Pull CDNs fetch content from origin on demand when a cache miss occurs, while push CDNs require operators to proactively upload content to edge PoPs. Pull models dominate modern CDN architectures because they simplify operations for frequently changing content. The first user request experiences a cache miss with higher latency (full round trip to origin), but subsequent requests hit the edge cache and serve at 10 to 25 ms. Pull CDNs risk origin load spikes when popular uncached content arrives, mitigated by request collapsing and origin shielding. Push models offer the lowest first byte latency and predictable availability because content preloads to all PoPs before user requests arrive. However, push increases operational overhead for content lifecycle management, requiring coordination to upload updates across hundreds of PoPs and remove stale versions. Push works well for infrequently changing, mission critical assets like software binaries or live event streams where every request must hit cache.
Configuration propagation for cache policies, routing rules, and Web Application Firewall (WAF) settings uses globally replicated control planes, typically implemented with distributed message buses similar to Kafka. These systems accept eventual consistency because achieving strong consistency across 300+ globally distributed PoPs would require complex coordination protocols that harm availability and add latency. In practice, configuration changes propagate within seconds to low tens of seconds. During propagation windows, different PoPs may enforce different rules, creating temporary inconsistencies. For example, a WAF rule update might block malicious requests at European PoPs while Asian PoPs still allow them for a few seconds. Production systems monitor propagation lag per region, expose SLAs around update latency, and design rules to fail safe (default deny for security policies).

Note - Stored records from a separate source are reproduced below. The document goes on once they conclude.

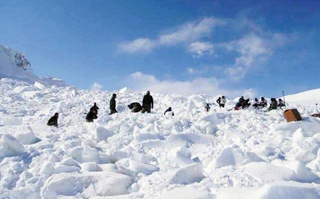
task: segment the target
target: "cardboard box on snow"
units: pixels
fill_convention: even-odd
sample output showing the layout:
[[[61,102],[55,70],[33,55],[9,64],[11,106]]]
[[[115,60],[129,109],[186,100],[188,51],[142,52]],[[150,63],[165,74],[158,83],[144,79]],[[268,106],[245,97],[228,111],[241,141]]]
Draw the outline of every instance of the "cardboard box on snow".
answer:
[[[284,115],[288,122],[302,120],[300,113],[296,109],[286,110],[284,112]]]

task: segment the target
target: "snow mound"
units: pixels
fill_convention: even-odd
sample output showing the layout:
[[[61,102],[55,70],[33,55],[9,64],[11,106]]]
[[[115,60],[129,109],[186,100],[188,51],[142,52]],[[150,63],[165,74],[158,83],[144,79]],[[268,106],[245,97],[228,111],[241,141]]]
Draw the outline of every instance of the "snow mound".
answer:
[[[217,199],[316,199],[320,198],[318,189],[311,184],[280,181],[260,188],[222,189],[216,196]]]
[[[0,140],[0,158],[20,156],[26,151],[24,147],[14,137],[2,135]]]
[[[131,183],[128,177],[110,172],[54,174],[44,183],[41,197],[50,199],[62,196],[90,198],[121,195],[128,193]]]
[[[215,199],[216,196],[206,189],[196,189],[194,187],[186,187],[174,189],[165,192],[155,199]]]

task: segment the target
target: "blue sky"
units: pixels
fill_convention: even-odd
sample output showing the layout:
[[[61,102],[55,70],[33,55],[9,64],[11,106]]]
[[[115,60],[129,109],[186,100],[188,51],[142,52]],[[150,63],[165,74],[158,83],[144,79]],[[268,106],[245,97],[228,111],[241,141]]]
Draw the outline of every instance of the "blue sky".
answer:
[[[240,2],[239,2],[240,1]],[[319,1],[0,1],[0,44],[81,89],[280,95],[320,87]]]

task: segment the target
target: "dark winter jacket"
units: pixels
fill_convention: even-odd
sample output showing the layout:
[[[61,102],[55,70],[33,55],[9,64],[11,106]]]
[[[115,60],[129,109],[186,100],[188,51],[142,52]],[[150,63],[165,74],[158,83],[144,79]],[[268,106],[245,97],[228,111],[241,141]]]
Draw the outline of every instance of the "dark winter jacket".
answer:
[[[96,116],[96,114],[92,111],[90,111],[86,114],[86,119],[89,121],[93,121],[94,119],[98,118],[98,117]]]
[[[99,110],[99,107],[97,105],[94,105],[92,107],[90,108],[90,111],[96,110],[98,112],[98,110]]]
[[[146,95],[144,96],[142,101],[142,106],[151,105],[151,107],[154,108],[154,98],[150,95]]]
[[[58,127],[58,119],[55,116],[52,116],[49,119],[48,123],[46,124],[49,126],[55,126]]]
[[[116,97],[114,96],[110,100],[110,110],[116,110]]]

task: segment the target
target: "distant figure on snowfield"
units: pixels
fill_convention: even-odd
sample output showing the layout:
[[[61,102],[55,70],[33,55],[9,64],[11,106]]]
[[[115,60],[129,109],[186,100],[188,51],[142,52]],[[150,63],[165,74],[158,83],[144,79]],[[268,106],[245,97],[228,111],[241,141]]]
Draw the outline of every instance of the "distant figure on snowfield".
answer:
[[[167,113],[168,115],[170,116],[174,116],[174,113],[172,111],[172,109],[171,108],[171,107],[168,108],[168,109],[166,110],[166,112],[164,112],[164,115],[166,115],[166,113]]]
[[[220,107],[224,108],[224,105],[226,103],[226,97],[224,96],[222,96],[221,98],[221,101],[220,104],[219,104],[219,106]]]
[[[219,97],[216,101],[216,103],[219,105],[219,107],[221,107],[221,97]]]
[[[92,106],[92,107],[90,108],[90,110],[96,110],[96,112],[98,113],[98,110],[99,110],[99,107],[98,107],[98,106],[96,105],[96,102],[94,102],[94,106]]]
[[[263,107],[266,107],[268,106],[268,104],[266,100],[264,99],[264,97],[261,97],[261,100],[260,101],[260,106],[262,106]]]
[[[114,93],[110,100],[110,113],[109,113],[109,115],[112,115],[114,113],[118,112],[116,110],[116,93]]]
[[[283,106],[286,106],[286,104],[284,104],[284,100],[282,100],[281,98],[279,98],[279,99],[278,99],[278,106],[279,107],[279,108],[282,108]]]
[[[210,108],[211,108],[211,107],[210,107],[210,104],[209,104],[208,103],[207,103],[206,105],[204,107],[204,110],[206,110],[206,112],[209,112],[209,111],[210,110]]]
[[[138,102],[133,102],[128,105],[128,108],[131,110],[132,113],[138,113],[142,110],[141,104]]]
[[[58,128],[58,118],[59,118],[59,114],[58,113],[54,113],[54,115],[49,119],[48,123],[46,124],[48,126],[54,126]]]
[[[90,110],[89,112],[86,114],[86,120],[88,122],[94,122],[94,120],[98,118],[98,112],[96,109]]]
[[[270,104],[270,107],[268,108],[268,110],[271,111],[273,109],[276,109],[278,107],[278,102],[276,102],[276,98],[271,98],[270,99],[271,100],[271,104]]]
[[[254,98],[254,104],[252,106],[254,107],[255,109],[258,109],[259,108],[259,106],[260,106],[260,103],[259,102],[259,100],[258,100],[256,98]]]
[[[154,98],[150,95],[150,91],[146,91],[146,94],[144,96],[142,101],[142,113],[151,113],[151,109],[154,108]]]

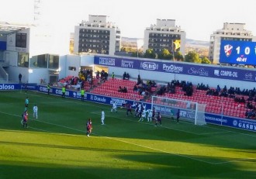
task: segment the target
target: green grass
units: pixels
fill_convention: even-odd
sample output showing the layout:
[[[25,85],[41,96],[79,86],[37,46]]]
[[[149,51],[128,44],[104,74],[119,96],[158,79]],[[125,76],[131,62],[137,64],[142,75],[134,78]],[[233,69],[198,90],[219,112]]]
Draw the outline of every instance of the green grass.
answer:
[[[29,128],[23,129],[26,96]],[[255,178],[254,133],[164,118],[154,127],[126,117],[123,109],[110,109],[32,91],[0,91],[0,179]]]

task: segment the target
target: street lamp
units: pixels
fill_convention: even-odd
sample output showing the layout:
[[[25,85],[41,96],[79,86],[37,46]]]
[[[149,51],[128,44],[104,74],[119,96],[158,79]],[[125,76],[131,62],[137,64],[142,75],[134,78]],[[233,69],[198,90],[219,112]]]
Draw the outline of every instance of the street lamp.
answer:
[[[137,57],[139,57],[139,48],[140,48],[144,45],[143,40],[137,39],[136,40],[137,43]]]

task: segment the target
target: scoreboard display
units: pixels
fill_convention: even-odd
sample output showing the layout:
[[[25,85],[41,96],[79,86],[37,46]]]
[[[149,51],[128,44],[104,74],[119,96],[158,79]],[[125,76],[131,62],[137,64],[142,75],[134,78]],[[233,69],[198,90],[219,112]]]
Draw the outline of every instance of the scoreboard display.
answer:
[[[26,33],[16,33],[16,46],[26,48]]]
[[[256,65],[256,42],[221,40],[220,62]]]

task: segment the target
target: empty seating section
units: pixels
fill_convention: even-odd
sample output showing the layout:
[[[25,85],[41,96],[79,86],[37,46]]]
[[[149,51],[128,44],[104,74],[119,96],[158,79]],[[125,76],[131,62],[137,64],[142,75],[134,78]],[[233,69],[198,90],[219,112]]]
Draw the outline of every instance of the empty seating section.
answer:
[[[57,84],[54,84],[53,86],[56,86],[56,87],[62,87],[64,85],[66,85],[67,84],[67,88],[71,90],[79,90],[80,88],[74,88],[75,86],[77,86],[78,84],[81,84],[81,82],[78,82],[78,77],[74,77],[75,80],[74,80],[74,85],[71,85],[71,81],[72,80],[72,77],[74,77],[73,76],[67,76],[64,78],[62,78],[61,80],[59,80],[59,81],[57,82]],[[97,85],[99,85],[99,79],[97,78],[93,78],[92,79],[92,86],[90,84],[89,81],[84,81],[84,89],[85,90],[85,91],[88,91],[91,90],[91,88],[92,88],[92,87],[95,87]],[[80,86],[80,85],[79,85]]]
[[[175,94],[164,93],[160,97],[179,99],[184,101],[191,101],[201,104],[206,104],[206,112],[216,114],[221,114],[225,115],[230,115],[240,118],[245,117],[245,104],[234,102],[234,98],[228,97],[206,95],[206,91],[203,90],[198,90],[195,87],[193,88],[194,92],[192,96],[184,95],[184,91],[181,87],[176,87],[176,92]],[[246,98],[244,97],[244,98]],[[147,101],[150,102],[150,100]],[[161,102],[159,102],[160,103]]]
[[[68,76],[64,79],[60,80],[59,82],[64,84],[66,81],[69,81],[71,78],[72,76]],[[144,96],[139,95],[137,91],[133,91],[133,87],[136,83],[137,81],[135,81],[111,78],[100,84],[99,79],[93,78],[94,88],[92,88],[92,85],[88,81],[85,81],[84,84],[84,88],[86,91],[89,91],[91,90],[90,92],[93,94],[140,101],[144,99]],[[118,91],[119,86],[122,88],[127,88],[128,92],[124,93]],[[157,88],[160,88],[159,85],[157,88],[152,88],[152,92],[154,93]],[[176,87],[175,94],[164,93],[163,95],[158,96],[206,104],[206,112],[212,112],[219,115],[223,113],[225,115],[245,118],[245,112],[247,111],[246,104],[235,102],[234,98],[228,97],[206,95],[206,91],[196,89],[195,86],[193,87],[193,95],[192,96],[188,96],[184,95],[184,91],[181,87]],[[237,95],[237,97],[242,96],[244,96],[245,100],[247,100],[248,98],[245,95]],[[151,99],[147,99],[146,102],[151,102]],[[164,103],[163,103],[163,102],[161,100],[155,102],[164,105]],[[256,105],[255,102],[251,102],[254,106]],[[178,105],[179,104],[174,105],[174,106]]]
[[[111,78],[102,83],[99,87],[95,88],[91,91],[91,92],[102,95],[140,101],[144,98],[144,96],[139,95],[139,93],[137,91],[133,91],[133,87],[135,84],[135,81]],[[119,86],[122,88],[127,88],[128,92],[119,92],[118,89]]]

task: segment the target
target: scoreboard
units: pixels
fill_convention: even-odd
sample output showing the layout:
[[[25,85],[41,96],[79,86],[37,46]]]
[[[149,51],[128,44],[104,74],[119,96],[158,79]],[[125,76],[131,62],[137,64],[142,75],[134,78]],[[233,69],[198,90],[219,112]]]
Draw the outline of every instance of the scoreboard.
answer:
[[[256,42],[221,40],[220,62],[256,65]]]

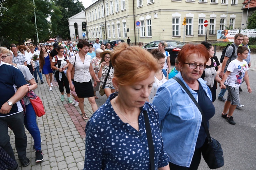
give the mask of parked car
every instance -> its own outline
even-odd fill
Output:
[[[157,40],[151,42],[145,45],[144,48],[148,51],[154,48],[158,48],[158,44],[163,41]],[[166,40],[168,47],[166,47],[165,50],[170,53],[170,60],[171,63],[173,64],[175,62],[175,59],[178,56],[178,53],[185,45],[183,42],[175,40]]]
[[[109,39],[102,39],[102,40],[100,40],[99,42],[100,44],[103,44],[105,46],[110,41]]]
[[[88,42],[90,45],[93,46],[93,45],[96,43],[96,41],[95,40],[92,40],[90,41],[88,41]]]
[[[110,45],[111,46],[111,48],[113,48],[113,47],[117,45],[118,42],[119,41],[121,41],[122,43],[125,42],[123,39],[115,39],[110,41],[109,43],[110,44]]]

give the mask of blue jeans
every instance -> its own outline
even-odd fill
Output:
[[[24,124],[34,139],[35,150],[41,150],[41,137],[37,124],[37,115],[32,104],[26,105],[26,114],[24,117]]]
[[[226,71],[227,71],[227,70],[226,69],[224,70],[224,73],[225,74],[225,73],[226,72]],[[226,81],[224,83],[224,84],[226,84]],[[218,98],[222,98],[224,96],[224,95],[225,95],[225,92],[226,92],[226,91],[227,91],[227,88],[225,88],[225,89],[222,89],[221,90],[221,92],[219,93],[219,96],[218,96]]]
[[[37,72],[38,73],[38,75],[39,76],[39,78],[40,80],[43,80],[43,77],[42,76],[42,73],[40,72],[39,71],[39,66],[38,66],[37,67],[34,68],[35,71],[33,71],[34,73],[34,76],[35,76],[35,80],[37,80]]]

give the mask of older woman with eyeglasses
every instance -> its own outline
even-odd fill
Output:
[[[208,127],[215,108],[211,91],[200,77],[209,55],[202,44],[185,45],[178,54],[180,72],[175,76],[198,103]],[[153,103],[158,111],[163,145],[170,158],[170,169],[197,169],[202,150],[208,141],[197,107],[173,79],[159,87]]]

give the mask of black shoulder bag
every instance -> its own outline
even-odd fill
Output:
[[[102,84],[100,85],[100,96],[104,96],[104,95],[105,95],[104,88],[105,88],[105,86],[106,85],[106,81],[108,80],[108,77],[109,75],[109,72],[110,72],[110,69],[112,66],[112,65],[111,63],[110,63],[109,67],[109,70],[108,71],[108,73],[106,76],[106,78],[105,79],[105,81],[104,81],[104,83],[103,84],[103,85]]]
[[[150,170],[155,170],[155,150],[153,143],[153,138],[152,137],[150,124],[149,122],[148,116],[146,111],[143,111],[145,119],[145,124],[146,126],[146,131],[147,138],[147,144],[148,145],[148,150],[150,153]]]
[[[178,78],[174,77],[172,78],[177,81],[187,92],[202,114],[202,119],[203,123],[203,126],[205,130],[206,136],[208,140],[208,144],[204,149],[202,150],[202,154],[203,157],[208,166],[210,169],[215,169],[220,168],[224,165],[224,158],[223,151],[221,148],[221,143],[217,140],[211,137],[209,129],[208,129],[206,121],[204,118],[204,115],[199,104],[186,86]]]

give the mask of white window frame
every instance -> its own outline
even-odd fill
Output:
[[[98,7],[98,11],[99,13],[99,19],[100,18],[100,10],[99,6]]]
[[[104,6],[103,5],[101,5],[101,13],[102,14],[101,17],[104,17],[105,14],[104,14]]]
[[[102,29],[100,27],[100,37],[102,38]]]
[[[145,20],[142,20],[140,21],[141,27],[140,27],[140,37],[145,38]]]
[[[137,0],[137,6],[141,6],[143,5],[143,0]]]
[[[117,24],[117,38],[121,38],[121,27],[120,23]]]
[[[215,31],[215,24],[216,22],[216,18],[210,18],[209,22],[209,34],[216,34]]]
[[[125,0],[121,0],[121,10],[125,10]]]
[[[187,25],[186,26],[186,35],[193,35],[193,18],[187,17],[186,18],[186,20]],[[188,22],[189,21],[191,21],[191,23]],[[190,29],[189,29],[189,27],[190,27]],[[188,27],[189,28],[188,30]],[[190,30],[191,32],[190,34],[189,34],[189,30]],[[188,34],[188,31],[189,32]]]
[[[110,14],[114,13],[114,5],[113,5],[113,1],[110,1]]]
[[[107,2],[106,3],[106,15],[109,15],[109,3]]]
[[[151,18],[149,19],[147,19],[147,37],[152,37],[152,20]]]
[[[232,21],[232,22],[231,22],[231,21]],[[230,19],[229,19],[229,29],[231,29],[230,26],[232,26],[232,29],[234,28],[234,21],[235,18],[230,18]]]
[[[221,20],[219,21],[219,29],[220,30],[225,29],[225,20],[226,18],[221,18]]]
[[[111,38],[111,35],[110,34],[110,26],[108,26],[108,34],[109,36],[109,38]]]
[[[95,13],[95,19],[98,19],[97,16],[97,10],[96,9],[95,9],[94,10],[94,12]]]
[[[126,22],[123,23],[123,36],[124,38],[126,38],[127,37],[127,29]]]
[[[204,21],[204,18],[198,18],[198,34],[199,35],[204,35],[204,29],[203,26],[203,22]],[[199,31],[200,32],[199,32]],[[200,33],[202,33],[202,34]]]
[[[173,19],[174,19],[174,23],[173,23]],[[178,23],[177,23],[177,20],[178,20]],[[172,35],[173,36],[180,36],[180,22],[181,22],[181,18],[179,17],[172,17]],[[174,26],[174,30],[173,30],[173,26]],[[177,29],[177,31],[178,31],[178,35],[177,35],[177,28],[178,28]],[[174,34],[173,34],[174,31]]]
[[[118,0],[116,0],[116,12],[119,12],[119,3]]]

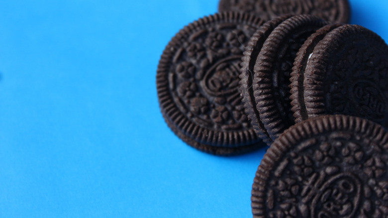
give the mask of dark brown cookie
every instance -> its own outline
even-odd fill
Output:
[[[388,216],[388,132],[345,115],[303,121],[268,150],[252,186],[255,218]]]
[[[266,20],[287,14],[311,14],[347,23],[350,17],[347,0],[220,0],[218,11],[229,10],[253,13]]]
[[[269,144],[272,142],[272,140],[267,132],[264,125],[260,120],[259,115],[256,109],[256,102],[252,88],[253,68],[259,52],[261,50],[268,36],[278,25],[291,16],[291,15],[284,15],[273,19],[263,24],[249,40],[248,45],[245,47],[241,63],[240,88],[241,95],[243,96],[242,101],[245,108],[245,112],[256,133],[263,139],[263,141]]]
[[[388,45],[372,31],[346,24],[330,32],[314,49],[303,77],[302,119],[342,114],[388,127]]]
[[[293,62],[292,72],[291,73],[291,84],[290,86],[291,94],[290,98],[292,106],[291,110],[293,112],[295,122],[300,122],[307,118],[302,90],[304,70],[306,69],[308,58],[316,44],[323,39],[329,32],[341,25],[342,24],[339,23],[329,24],[318,29],[316,32],[308,37],[296,54],[296,57]]]
[[[244,46],[264,22],[247,13],[215,14],[186,26],[166,47],[156,76],[161,110],[189,145],[228,155],[265,144],[248,121],[238,89]]]
[[[291,17],[274,29],[257,56],[252,84],[256,114],[272,140],[294,124],[289,86],[296,53],[311,34],[327,24],[311,15]]]

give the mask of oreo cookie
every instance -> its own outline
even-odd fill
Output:
[[[253,83],[252,89],[248,89],[247,94],[243,95],[254,96],[255,102],[247,100],[243,102],[246,109],[253,109],[249,114],[253,117],[251,119],[261,122],[260,126],[263,128],[255,130],[259,134],[262,133],[261,135],[264,135],[265,139],[268,139],[266,142],[273,141],[294,124],[289,87],[293,61],[304,41],[327,24],[326,21],[314,16],[292,16],[275,28],[262,47],[257,47],[250,54],[250,52],[245,53],[242,64],[250,68],[242,73],[252,72]],[[254,38],[252,40],[257,41]],[[254,65],[252,63],[254,58],[251,56],[257,52],[259,54]],[[241,86],[243,90],[250,87],[249,84]]]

The trade off between TTL based expiration and explicit purges mirrors the pull versus push debate. TTL expiration scales effortlessly because each PoP independently decides when to refetch content, requiring no global coordination. However, TTL expiration risks serving stale content until expiry, which may be unacceptable for price changes, security patches, or content policy violations. Explicit purges provide precise control, invalidating content across all PoPs within seconds. Yet purges require robust, low latency propagation infrastructure and still face eventual consistency windows. Versioned URLs sidestep this dilemma entirely for immutable content: the old version remains cached while new requests fetch the new version, achieving instant updates with zero purge overhead. For dynamic content that cannot be versioned, short TTLs plus background revalidation and purges for emergencies balance freshness, performance, and operational complexity.
💡 Key Takeaways
•Pull CDNs fetch on demand (first request pays cache miss penalty, subsequent requests hit edge at 10 to 25 ms); push CDNs preload content (lowest first byte latency but higher operational overhead for lifecycle management)
•Pull model risks origin load spikes on popular uncached content, mitigated by request collapsing (one origin fetch per PoP) and origin shielding (regional mid tier between edge and origin)
•Configuration propagation (cache policies, routing, WAF rules) uses distributed message buses with eventual consistency, typically completing globally within seconds but creating temporary mixed policy windows across PoPs
•TTL expiration scales without coordination but risks staleness; explicit purges provide precision but require low latency propagation and still face eventual consistency; versioned URLs eliminate trade off for immutable assets
•Production systems monitor per region propagation lag, expose SLAs around update latency (often low tens of seconds), and design policies to fail safe during propagation windows
📌 Examples
Amazon CloudFront uses a pull model with origin shielding. When an edge PoP in Tokyo misses cache, it queries a regional shield in Tokyo rather than directly fetching from a US origin. If the shield has the content, round trip is approximately 5 ms. If the shield also misses, it makes one origin request and multiple edge PoPs share that shielded response.
A video streaming service uses push CDN for live events. The encoder uploads video segments to a central location, and the CDN proactively replicates them to all 300 PoPs before viewers request them. This ensures every viewer experiences cache hits with predictable 10 to 15 ms latency even during the initial surge.
Microsoft Azure CDN propagates WAF rule updates through a global control plane. When a security team adds a rule to block a new attack pattern, the update reaches 80% of PoPs within 5 seconds and 99% within 15 seconds. During the propagation window, some PoPs still allow malicious requests, so the security team monitors attack traffic per region to verify full deployment.